Ждал, продолжая наспех сколачивать гроб из неровных занозистых досок, которые нашел на тракте — вероятно после разбойничьего налета на телегу с провиантом, — и которые собирался пустить на растопку. Ни один приличный гроб, конечно, из таких было не соорудить. Будь у Теодора время на щепетильность, он счел бы свое творение таким же оскорблением Рорх, как и зарывание тел охотницы и данталли в сырой земле вовсе без гроба! Однако мог ли он знать? Мог ли догадываться, что в эту роковую ночь ему предстоит помочь воле богини исполниться?
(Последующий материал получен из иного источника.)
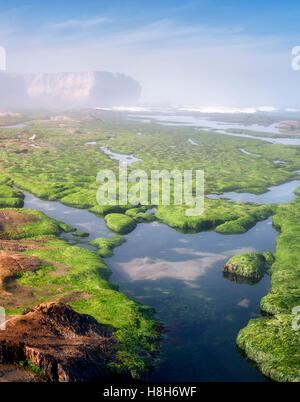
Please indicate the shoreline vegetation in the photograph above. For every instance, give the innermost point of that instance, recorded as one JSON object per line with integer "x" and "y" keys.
{"x": 64, "y": 169}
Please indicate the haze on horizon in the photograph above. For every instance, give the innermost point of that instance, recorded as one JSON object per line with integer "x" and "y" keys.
{"x": 201, "y": 53}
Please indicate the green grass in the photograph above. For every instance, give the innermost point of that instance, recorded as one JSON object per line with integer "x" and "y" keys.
{"x": 272, "y": 343}
{"x": 224, "y": 217}
{"x": 249, "y": 265}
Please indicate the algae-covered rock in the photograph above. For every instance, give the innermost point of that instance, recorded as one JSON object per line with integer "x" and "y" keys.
{"x": 120, "y": 223}
{"x": 249, "y": 265}
{"x": 274, "y": 345}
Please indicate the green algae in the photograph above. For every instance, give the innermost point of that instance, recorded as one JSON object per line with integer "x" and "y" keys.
{"x": 272, "y": 342}
{"x": 219, "y": 215}
{"x": 79, "y": 277}
{"x": 251, "y": 265}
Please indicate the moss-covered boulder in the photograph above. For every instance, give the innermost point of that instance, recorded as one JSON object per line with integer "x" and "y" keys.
{"x": 248, "y": 265}
{"x": 120, "y": 223}
{"x": 274, "y": 345}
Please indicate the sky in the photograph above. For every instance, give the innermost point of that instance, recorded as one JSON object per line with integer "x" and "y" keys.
{"x": 233, "y": 53}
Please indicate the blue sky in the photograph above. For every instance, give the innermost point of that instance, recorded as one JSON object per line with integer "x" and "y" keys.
{"x": 205, "y": 52}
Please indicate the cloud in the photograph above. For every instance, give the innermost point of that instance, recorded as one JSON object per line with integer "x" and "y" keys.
{"x": 79, "y": 23}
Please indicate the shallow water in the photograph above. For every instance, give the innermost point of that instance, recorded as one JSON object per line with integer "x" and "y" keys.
{"x": 20, "y": 125}
{"x": 248, "y": 153}
{"x": 180, "y": 276}
{"x": 122, "y": 158}
{"x": 218, "y": 127}
{"x": 276, "y": 194}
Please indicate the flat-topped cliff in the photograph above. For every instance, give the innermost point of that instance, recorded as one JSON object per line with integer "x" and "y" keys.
{"x": 83, "y": 89}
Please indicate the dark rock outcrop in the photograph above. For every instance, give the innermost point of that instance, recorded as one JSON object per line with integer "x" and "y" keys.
{"x": 65, "y": 345}
{"x": 64, "y": 90}
{"x": 289, "y": 126}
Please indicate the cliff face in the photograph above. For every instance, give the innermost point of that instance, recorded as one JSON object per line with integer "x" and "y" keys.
{"x": 86, "y": 89}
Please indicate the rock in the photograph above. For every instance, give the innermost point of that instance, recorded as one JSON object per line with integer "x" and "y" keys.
{"x": 85, "y": 89}
{"x": 289, "y": 126}
{"x": 249, "y": 265}
{"x": 65, "y": 345}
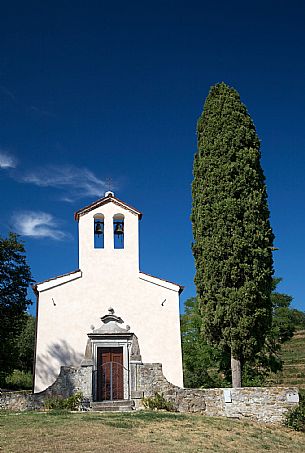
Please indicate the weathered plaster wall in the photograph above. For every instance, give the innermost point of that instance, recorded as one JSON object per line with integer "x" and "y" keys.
{"x": 108, "y": 277}
{"x": 262, "y": 404}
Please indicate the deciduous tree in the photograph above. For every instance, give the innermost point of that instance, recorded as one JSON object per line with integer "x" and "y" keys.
{"x": 15, "y": 276}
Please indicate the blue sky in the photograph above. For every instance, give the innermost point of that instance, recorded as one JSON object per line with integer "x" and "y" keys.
{"x": 92, "y": 92}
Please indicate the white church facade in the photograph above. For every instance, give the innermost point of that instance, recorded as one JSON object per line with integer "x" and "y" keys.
{"x": 107, "y": 314}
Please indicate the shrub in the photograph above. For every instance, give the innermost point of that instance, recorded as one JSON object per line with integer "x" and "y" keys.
{"x": 157, "y": 402}
{"x": 295, "y": 418}
{"x": 19, "y": 380}
{"x": 71, "y": 403}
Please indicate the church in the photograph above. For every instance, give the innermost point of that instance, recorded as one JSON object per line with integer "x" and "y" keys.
{"x": 107, "y": 314}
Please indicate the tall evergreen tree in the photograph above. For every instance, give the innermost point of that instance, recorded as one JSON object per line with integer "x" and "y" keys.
{"x": 15, "y": 277}
{"x": 232, "y": 235}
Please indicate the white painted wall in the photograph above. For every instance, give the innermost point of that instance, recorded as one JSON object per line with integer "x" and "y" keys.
{"x": 69, "y": 305}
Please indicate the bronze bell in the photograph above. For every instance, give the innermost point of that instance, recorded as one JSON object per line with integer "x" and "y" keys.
{"x": 119, "y": 229}
{"x": 99, "y": 228}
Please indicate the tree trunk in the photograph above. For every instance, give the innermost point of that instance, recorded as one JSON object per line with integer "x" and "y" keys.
{"x": 236, "y": 372}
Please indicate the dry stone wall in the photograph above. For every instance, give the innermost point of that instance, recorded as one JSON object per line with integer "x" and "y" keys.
{"x": 263, "y": 404}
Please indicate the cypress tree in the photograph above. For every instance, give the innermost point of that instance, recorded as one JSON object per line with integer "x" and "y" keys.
{"x": 233, "y": 239}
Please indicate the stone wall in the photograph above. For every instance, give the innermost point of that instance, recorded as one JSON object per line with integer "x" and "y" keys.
{"x": 70, "y": 380}
{"x": 263, "y": 404}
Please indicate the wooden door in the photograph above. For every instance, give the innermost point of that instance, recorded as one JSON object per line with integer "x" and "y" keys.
{"x": 110, "y": 371}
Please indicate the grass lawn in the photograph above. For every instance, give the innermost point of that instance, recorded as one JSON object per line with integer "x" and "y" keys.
{"x": 138, "y": 432}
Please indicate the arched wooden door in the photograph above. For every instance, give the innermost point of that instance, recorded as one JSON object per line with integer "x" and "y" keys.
{"x": 110, "y": 374}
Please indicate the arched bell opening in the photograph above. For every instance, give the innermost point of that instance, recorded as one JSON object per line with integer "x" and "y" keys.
{"x": 98, "y": 231}
{"x": 118, "y": 231}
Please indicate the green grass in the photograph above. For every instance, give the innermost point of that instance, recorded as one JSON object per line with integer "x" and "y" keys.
{"x": 140, "y": 432}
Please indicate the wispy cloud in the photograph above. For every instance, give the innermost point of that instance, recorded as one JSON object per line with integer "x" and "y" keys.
{"x": 38, "y": 225}
{"x": 77, "y": 182}
{"x": 7, "y": 160}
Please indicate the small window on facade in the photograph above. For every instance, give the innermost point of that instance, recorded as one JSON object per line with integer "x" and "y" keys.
{"x": 99, "y": 232}
{"x": 118, "y": 231}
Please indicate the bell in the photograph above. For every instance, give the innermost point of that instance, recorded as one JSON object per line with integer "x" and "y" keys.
{"x": 98, "y": 228}
{"x": 119, "y": 229}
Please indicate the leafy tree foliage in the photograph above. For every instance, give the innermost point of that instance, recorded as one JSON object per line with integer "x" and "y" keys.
{"x": 15, "y": 276}
{"x": 201, "y": 361}
{"x": 232, "y": 235}
{"x": 206, "y": 366}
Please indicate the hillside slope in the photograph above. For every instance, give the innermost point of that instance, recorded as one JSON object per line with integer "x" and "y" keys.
{"x": 293, "y": 355}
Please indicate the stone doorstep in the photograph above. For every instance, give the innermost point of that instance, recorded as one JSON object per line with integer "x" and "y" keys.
{"x": 112, "y": 406}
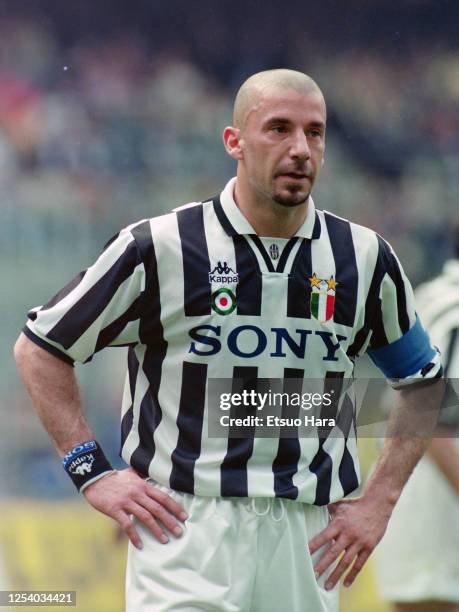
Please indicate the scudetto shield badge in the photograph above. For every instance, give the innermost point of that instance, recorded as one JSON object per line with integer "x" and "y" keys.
{"x": 323, "y": 293}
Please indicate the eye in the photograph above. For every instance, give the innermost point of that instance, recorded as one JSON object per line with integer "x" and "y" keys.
{"x": 279, "y": 129}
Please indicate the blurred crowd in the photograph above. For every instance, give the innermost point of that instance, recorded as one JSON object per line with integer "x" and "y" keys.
{"x": 106, "y": 130}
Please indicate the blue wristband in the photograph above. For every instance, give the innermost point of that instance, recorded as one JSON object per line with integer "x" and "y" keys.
{"x": 85, "y": 464}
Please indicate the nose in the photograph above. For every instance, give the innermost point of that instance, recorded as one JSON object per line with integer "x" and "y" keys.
{"x": 299, "y": 148}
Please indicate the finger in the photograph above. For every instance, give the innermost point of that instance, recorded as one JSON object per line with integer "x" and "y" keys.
{"x": 148, "y": 520}
{"x": 358, "y": 564}
{"x": 329, "y": 557}
{"x": 166, "y": 500}
{"x": 342, "y": 566}
{"x": 129, "y": 529}
{"x": 323, "y": 537}
{"x": 160, "y": 513}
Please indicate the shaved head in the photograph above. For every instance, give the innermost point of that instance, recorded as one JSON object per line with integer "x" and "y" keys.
{"x": 253, "y": 90}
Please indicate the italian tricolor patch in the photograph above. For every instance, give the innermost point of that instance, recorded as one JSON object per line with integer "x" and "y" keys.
{"x": 223, "y": 301}
{"x": 322, "y": 297}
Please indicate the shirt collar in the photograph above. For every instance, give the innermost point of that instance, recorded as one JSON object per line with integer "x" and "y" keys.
{"x": 235, "y": 223}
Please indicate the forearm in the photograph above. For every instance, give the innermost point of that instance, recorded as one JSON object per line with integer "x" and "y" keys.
{"x": 409, "y": 432}
{"x": 52, "y": 386}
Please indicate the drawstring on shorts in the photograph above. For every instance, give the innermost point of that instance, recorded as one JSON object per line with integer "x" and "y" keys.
{"x": 271, "y": 502}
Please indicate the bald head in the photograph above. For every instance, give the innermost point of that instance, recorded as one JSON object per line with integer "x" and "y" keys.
{"x": 253, "y": 90}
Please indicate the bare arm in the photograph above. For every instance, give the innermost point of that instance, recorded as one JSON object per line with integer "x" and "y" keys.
{"x": 52, "y": 385}
{"x": 358, "y": 525}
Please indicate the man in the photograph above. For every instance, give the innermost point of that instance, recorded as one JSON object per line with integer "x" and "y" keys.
{"x": 253, "y": 284}
{"x": 417, "y": 561}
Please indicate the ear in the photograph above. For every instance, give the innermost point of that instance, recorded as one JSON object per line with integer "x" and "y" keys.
{"x": 232, "y": 141}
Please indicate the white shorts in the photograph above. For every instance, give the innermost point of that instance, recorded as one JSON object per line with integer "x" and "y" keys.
{"x": 418, "y": 557}
{"x": 235, "y": 555}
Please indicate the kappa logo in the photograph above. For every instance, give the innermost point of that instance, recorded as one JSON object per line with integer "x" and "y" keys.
{"x": 82, "y": 465}
{"x": 322, "y": 297}
{"x": 274, "y": 251}
{"x": 222, "y": 273}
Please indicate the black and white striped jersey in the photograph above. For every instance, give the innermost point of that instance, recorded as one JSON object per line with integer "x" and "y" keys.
{"x": 197, "y": 295}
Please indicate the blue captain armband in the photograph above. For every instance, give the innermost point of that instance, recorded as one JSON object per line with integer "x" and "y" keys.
{"x": 409, "y": 359}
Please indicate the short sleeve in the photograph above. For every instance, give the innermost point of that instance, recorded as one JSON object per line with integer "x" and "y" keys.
{"x": 399, "y": 345}
{"x": 100, "y": 307}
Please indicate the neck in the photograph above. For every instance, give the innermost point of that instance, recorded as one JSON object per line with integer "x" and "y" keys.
{"x": 267, "y": 217}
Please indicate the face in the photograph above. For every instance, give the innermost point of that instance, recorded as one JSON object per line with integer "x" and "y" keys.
{"x": 282, "y": 146}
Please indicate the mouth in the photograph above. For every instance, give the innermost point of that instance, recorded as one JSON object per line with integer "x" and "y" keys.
{"x": 296, "y": 176}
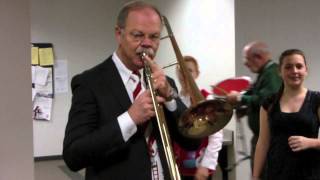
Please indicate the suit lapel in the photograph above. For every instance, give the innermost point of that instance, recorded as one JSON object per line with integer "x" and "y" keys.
{"x": 113, "y": 79}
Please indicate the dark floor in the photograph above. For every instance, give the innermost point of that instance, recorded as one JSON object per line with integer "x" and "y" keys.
{"x": 57, "y": 170}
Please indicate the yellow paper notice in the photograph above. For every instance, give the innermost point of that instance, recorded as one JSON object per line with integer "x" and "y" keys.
{"x": 34, "y": 55}
{"x": 46, "y": 56}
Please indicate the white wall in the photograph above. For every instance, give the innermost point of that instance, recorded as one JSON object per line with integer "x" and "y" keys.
{"x": 283, "y": 24}
{"x": 16, "y": 158}
{"x": 82, "y": 32}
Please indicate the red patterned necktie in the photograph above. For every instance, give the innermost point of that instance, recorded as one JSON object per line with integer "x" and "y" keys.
{"x": 138, "y": 87}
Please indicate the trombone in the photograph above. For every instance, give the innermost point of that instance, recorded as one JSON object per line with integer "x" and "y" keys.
{"x": 163, "y": 129}
{"x": 204, "y": 117}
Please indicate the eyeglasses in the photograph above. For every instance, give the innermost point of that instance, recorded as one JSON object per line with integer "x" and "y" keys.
{"x": 139, "y": 36}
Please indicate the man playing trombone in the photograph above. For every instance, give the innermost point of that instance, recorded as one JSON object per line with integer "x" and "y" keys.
{"x": 111, "y": 131}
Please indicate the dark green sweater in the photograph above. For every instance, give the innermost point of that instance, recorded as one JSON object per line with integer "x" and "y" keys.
{"x": 268, "y": 82}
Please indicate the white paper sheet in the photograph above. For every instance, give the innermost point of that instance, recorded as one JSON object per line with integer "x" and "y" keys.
{"x": 61, "y": 76}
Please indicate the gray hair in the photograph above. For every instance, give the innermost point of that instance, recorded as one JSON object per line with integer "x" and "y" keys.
{"x": 130, "y": 6}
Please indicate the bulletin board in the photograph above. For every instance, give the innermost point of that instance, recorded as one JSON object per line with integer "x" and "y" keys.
{"x": 42, "y": 67}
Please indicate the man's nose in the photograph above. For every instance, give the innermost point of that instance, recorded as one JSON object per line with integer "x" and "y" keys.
{"x": 146, "y": 42}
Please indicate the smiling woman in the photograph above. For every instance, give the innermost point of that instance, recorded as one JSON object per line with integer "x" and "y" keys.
{"x": 289, "y": 125}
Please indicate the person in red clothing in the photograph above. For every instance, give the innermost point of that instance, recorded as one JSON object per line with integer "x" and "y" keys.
{"x": 201, "y": 163}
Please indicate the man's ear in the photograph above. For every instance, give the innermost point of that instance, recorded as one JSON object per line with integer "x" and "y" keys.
{"x": 118, "y": 33}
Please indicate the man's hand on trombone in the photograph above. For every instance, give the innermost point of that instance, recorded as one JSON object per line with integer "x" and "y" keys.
{"x": 160, "y": 82}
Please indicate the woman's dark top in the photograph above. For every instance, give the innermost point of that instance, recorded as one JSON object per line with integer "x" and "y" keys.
{"x": 282, "y": 163}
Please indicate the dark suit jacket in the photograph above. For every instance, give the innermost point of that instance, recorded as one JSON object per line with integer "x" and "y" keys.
{"x": 93, "y": 138}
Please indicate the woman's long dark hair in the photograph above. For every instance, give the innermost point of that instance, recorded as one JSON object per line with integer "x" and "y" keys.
{"x": 289, "y": 52}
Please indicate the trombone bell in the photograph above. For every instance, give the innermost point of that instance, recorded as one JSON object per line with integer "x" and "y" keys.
{"x": 205, "y": 118}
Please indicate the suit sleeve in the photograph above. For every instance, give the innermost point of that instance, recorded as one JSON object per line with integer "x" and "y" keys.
{"x": 86, "y": 142}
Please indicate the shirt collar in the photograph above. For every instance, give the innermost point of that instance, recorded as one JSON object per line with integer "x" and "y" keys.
{"x": 125, "y": 73}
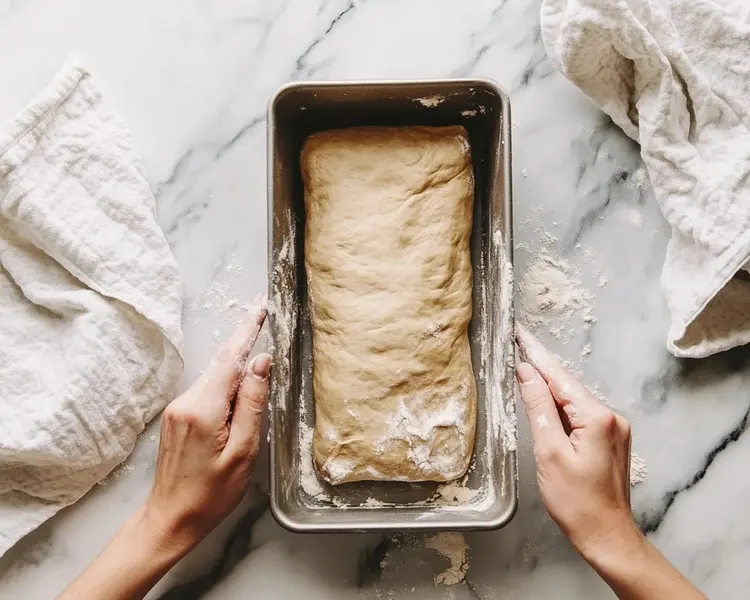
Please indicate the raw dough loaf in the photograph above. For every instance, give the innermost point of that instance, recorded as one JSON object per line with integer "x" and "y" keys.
{"x": 389, "y": 216}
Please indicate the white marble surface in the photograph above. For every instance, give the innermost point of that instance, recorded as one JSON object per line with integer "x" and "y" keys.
{"x": 192, "y": 79}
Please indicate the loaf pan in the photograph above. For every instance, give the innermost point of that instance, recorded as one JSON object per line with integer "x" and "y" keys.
{"x": 487, "y": 497}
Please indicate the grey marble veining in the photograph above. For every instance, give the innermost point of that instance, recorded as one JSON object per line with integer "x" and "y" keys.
{"x": 192, "y": 80}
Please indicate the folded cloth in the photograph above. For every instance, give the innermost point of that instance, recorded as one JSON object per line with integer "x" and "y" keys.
{"x": 90, "y": 303}
{"x": 675, "y": 76}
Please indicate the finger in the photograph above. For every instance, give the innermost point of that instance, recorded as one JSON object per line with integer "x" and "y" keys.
{"x": 579, "y": 404}
{"x": 229, "y": 366}
{"x": 546, "y": 428}
{"x": 244, "y": 432}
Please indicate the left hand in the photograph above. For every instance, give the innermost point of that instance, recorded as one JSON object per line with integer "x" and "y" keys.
{"x": 210, "y": 438}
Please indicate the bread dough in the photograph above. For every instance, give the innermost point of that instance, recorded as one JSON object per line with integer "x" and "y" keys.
{"x": 389, "y": 216}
Рорх, надо думать, прогневалась бы куда сильнее, если б аггрефьер проигнорировал этот зов.
Походящий на птичий клюв нос вестника беды жадно втянул влажный морозный воздух.
Хоть бы земля легко поддалась! — уповал он на волю Рорх, продолжая свое упорное занятие. Он надеялся успеть до зари.
Ему удалось. Когда первые лучи рассветного солнца прорезали небо, аггрефьер вынес из дома охотницу, все еще находящуюся под действием отвара и не приходящую в себя. Тщедушному аггрефьеру нести женщину было тяжело, но он упорствовал и держал священный дар Рорх крепко в своих длинных трехпалых руках. Кряхтя и пыхтя от напряжения, он все же сумел донести Аэлин Дэвери до наспех сколоченного гроба и осторожно уложить ее туда. Она тихо застонала во сне, и Теодор в страхе замер, держа в руках крышку, боясь, что охотница вот-вот придет в себя. Но боги оказались милостивы к старательному аггрефьеру и не пробудили женщину от крепкого сна.